Таким образом, вернувшись в Бундала кути, теперь уже в качестве бхиккху, он стал “Третьим отшельником Бундалы”. Он оставался там в течение восьми лет до 1978 года, рассматривая в течение первых двух лет возможность найти себе место в Дании или где-нибудь ещё в Европе. Он даже написал письмо своей матери с просьбой найти место для него. Но в конце концов он отказался от идеи возвращения на Запад, а вместо этого укрепил свою решимость сосредоточиться на Дхамме и не отвлекаться на планы и дела. Он даже решил, что не будет покидать своё кути дольше, чем на двадцать четыре часа. В то время для него было большим преимуществом то, что у него был влиятельный сторонник — адвокат, который мог позаботиться о его визе. Это избавило его от необходимости каждый год ездить в Коломбо.

Информация, которую мы имеем об этом периоде в Бундале, получена от американского профессора Форреста Уильямса, который общался с Бханте Ньянадипой по некоторым вопросам, касающимся наследия Бханте Ньянадипы и публикации его трудов.
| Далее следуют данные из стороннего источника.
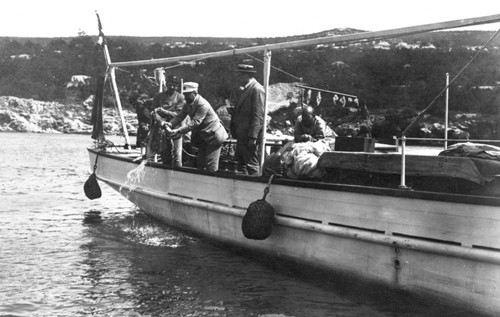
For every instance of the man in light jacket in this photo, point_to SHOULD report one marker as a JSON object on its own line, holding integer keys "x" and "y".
{"x": 247, "y": 121}
{"x": 208, "y": 133}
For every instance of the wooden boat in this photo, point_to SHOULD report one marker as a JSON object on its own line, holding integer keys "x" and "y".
{"x": 437, "y": 243}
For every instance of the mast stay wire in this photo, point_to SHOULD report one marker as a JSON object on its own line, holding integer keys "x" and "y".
{"x": 421, "y": 113}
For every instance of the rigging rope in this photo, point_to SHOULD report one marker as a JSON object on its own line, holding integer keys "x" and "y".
{"x": 449, "y": 84}
{"x": 278, "y": 69}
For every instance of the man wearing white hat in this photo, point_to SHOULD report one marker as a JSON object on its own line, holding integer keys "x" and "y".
{"x": 205, "y": 126}
{"x": 247, "y": 121}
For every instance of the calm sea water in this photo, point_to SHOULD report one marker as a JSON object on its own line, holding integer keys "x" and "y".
{"x": 63, "y": 255}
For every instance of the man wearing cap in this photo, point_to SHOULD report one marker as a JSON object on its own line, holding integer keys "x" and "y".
{"x": 205, "y": 126}
{"x": 248, "y": 121}
{"x": 167, "y": 105}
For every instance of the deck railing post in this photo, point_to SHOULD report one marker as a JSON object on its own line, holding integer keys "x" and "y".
{"x": 403, "y": 164}
{"x": 446, "y": 111}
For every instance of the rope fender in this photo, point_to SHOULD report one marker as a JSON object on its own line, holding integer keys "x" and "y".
{"x": 258, "y": 220}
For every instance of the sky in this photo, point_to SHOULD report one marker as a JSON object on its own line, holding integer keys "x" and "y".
{"x": 229, "y": 18}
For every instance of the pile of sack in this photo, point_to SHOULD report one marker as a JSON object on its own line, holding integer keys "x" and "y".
{"x": 298, "y": 160}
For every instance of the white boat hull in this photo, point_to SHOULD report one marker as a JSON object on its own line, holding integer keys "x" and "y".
{"x": 446, "y": 249}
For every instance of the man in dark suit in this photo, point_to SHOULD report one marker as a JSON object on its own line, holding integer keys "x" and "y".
{"x": 247, "y": 121}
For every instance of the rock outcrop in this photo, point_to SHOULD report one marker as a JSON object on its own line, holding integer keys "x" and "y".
{"x": 28, "y": 115}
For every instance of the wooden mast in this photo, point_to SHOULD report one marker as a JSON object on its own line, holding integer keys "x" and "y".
{"x": 340, "y": 39}
{"x": 111, "y": 71}
{"x": 267, "y": 73}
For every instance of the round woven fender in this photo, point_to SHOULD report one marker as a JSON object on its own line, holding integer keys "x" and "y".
{"x": 91, "y": 188}
{"x": 258, "y": 221}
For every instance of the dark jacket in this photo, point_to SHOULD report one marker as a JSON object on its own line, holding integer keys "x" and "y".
{"x": 248, "y": 117}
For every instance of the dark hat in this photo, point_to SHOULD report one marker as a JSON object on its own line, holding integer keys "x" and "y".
{"x": 173, "y": 80}
{"x": 244, "y": 68}
{"x": 190, "y": 87}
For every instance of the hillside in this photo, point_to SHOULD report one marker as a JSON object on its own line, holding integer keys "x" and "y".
{"x": 393, "y": 78}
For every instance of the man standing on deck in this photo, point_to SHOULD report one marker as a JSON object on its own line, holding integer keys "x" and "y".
{"x": 167, "y": 105}
{"x": 207, "y": 130}
{"x": 247, "y": 121}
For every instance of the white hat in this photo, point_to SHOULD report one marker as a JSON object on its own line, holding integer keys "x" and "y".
{"x": 190, "y": 87}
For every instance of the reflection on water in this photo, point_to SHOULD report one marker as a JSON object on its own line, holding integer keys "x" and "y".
{"x": 64, "y": 255}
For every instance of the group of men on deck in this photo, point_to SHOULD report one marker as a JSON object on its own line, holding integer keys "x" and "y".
{"x": 186, "y": 120}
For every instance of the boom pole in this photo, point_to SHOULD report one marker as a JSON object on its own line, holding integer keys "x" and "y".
{"x": 339, "y": 39}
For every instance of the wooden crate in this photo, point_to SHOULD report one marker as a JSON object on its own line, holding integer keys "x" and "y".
{"x": 349, "y": 144}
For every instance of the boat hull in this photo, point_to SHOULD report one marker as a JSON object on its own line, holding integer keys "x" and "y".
{"x": 426, "y": 246}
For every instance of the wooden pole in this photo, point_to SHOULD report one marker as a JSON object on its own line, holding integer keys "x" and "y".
{"x": 119, "y": 106}
{"x": 267, "y": 72}
{"x": 446, "y": 111}
{"x": 327, "y": 91}
{"x": 340, "y": 39}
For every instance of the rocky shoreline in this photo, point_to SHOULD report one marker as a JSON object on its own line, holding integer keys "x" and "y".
{"x": 33, "y": 116}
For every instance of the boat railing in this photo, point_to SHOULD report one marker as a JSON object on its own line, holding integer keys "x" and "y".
{"x": 403, "y": 140}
Бханте Ньянадипа уважал желание Бханте Ньянавиры опубликовать его “Записки о Дхамме”, но он не хотел быть вовлеченным в мирские дела. Он с удовольствием читал труды Бханте Ньянавиры и некоторые книги по экзистенциализму, которые стояли на полке в кути. Он даже сравнил книгу Хайдеггера “Sein und Zeit”, написанную на немецком языке, с её английским переводом, отметив на полях несколько исправлений к переводу. Тем не менее, через пять лет Бханте Ньянадипа отослал все книги, которые не имели прямого отношения к Дхамме. «Они мешали мне», — объяснил он. Он понял, что не может просто наслаждаться чтением и изучением книг. Он должен был применить всё, что узнал, на практике. «Только прямое знание может открыть истину», — сказал он. «Лёгкого пути нет. Вы должны пройти через это трудным путём. Нельзя бояться дуккху. Вы должны увидеть страдание. Тогда вы сможете стать сотапанной».

Поначалу затворничество давалось Бханте Ньянадипе с трудом, но с этого времени оно стало сердцем его практики. Позже он скажет, что не был счастлив, возможно, «иногда даже впадал в депрессию». Трудно было научиться принимать одиночество, потому что даже после нескольких лет пребывания в Бундале Бханте было в тягость оставаться одному, без живого наставника или проводника. Поначалу он радовался случайным посетителям и не возражал против бесед, но через некоторое время заметил, что был счастливее, когда к нему никто не приходил. Он понял, что визиты других людей мешают ему.